Why this matters
Reproducible ASR evaluation depends on stable, auditable test sets and safe data formats. This Hugging Face dataset packages the Open ASR Leaderboard's ESB test sets into Parquet (avoiding unsafe remote-loading scripts) and sorts splits by audio length so evaluations are deterministic and easier to batch or profile.
What Sets It Apart
- Safe, portable format: converting each test split to Parquet removes the need to run untrusted dataset loading code on your machine — so CI systems and shared compute can ingest the files reliably.
- Length-sorted splits: samples are sorted by audio_length_s (typically descending), which simplifies batching strategies and makes long-form error analysis and stress-testing more reproducible across labs.
- Leaderboard-ready structure: includes the standard ESB test splits (LibriSpeech, Common Voice, VoxPopuli, TED-LIUM, GigaSpeech, SPGISpeech, Earnings-22, AMI) and points users to the ESB leaderboard workflow for submitting model predictions, reducing friction for fair comparisons.
Who It's For and Tradeoffs
Great fit if you run ASR research or model evaluations and need deterministic test sets that are safe to load in automated pipelines.
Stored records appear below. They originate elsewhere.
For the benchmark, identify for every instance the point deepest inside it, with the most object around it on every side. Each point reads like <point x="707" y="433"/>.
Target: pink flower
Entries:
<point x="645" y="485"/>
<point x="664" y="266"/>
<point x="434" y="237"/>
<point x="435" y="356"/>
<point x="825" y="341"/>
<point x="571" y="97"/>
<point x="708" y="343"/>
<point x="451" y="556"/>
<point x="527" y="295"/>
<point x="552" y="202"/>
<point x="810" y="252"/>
It is especially useful for benchmarking long-form or multilingual ASR systems and for teams that must avoid executing remote code in secure environments.
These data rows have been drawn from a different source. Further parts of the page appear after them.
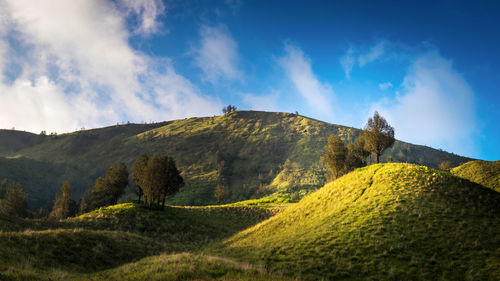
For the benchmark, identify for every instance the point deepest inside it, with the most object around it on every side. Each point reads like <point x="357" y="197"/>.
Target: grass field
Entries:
<point x="381" y="222"/>
<point x="390" y="221"/>
<point x="486" y="173"/>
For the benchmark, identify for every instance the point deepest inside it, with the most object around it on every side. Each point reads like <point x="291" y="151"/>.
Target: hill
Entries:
<point x="382" y="222"/>
<point x="252" y="153"/>
<point x="112" y="243"/>
<point x="486" y="173"/>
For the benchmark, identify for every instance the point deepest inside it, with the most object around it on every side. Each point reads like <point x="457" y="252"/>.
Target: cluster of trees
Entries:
<point x="12" y="199"/>
<point x="64" y="206"/>
<point x="376" y="137"/>
<point x="156" y="178"/>
<point x="228" y="109"/>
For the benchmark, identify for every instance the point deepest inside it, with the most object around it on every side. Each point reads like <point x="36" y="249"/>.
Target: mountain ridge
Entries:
<point x="243" y="150"/>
Look elsewhere if you need training audio/transcriptions for large-scale model training (this package focuses on prepared test splits and diagnostics rather than raw, full training corpora), or if you require datasets that are only available under original gated licenses before accepting terms (Common Voice, GigaSpeech, SPGISpeech still require following their upstream access steps).
Where It Fits
This dataset is positioned between raw corpus archives and evaluation tooling: it reduces friction when moving from dataset discovery to reproducible leaderboard evaluation. For end-to-end training pipelines, pair it with the upstream training splits from the original repositories; for evaluations, use it directly and submit predictions to the ESB leaderboard.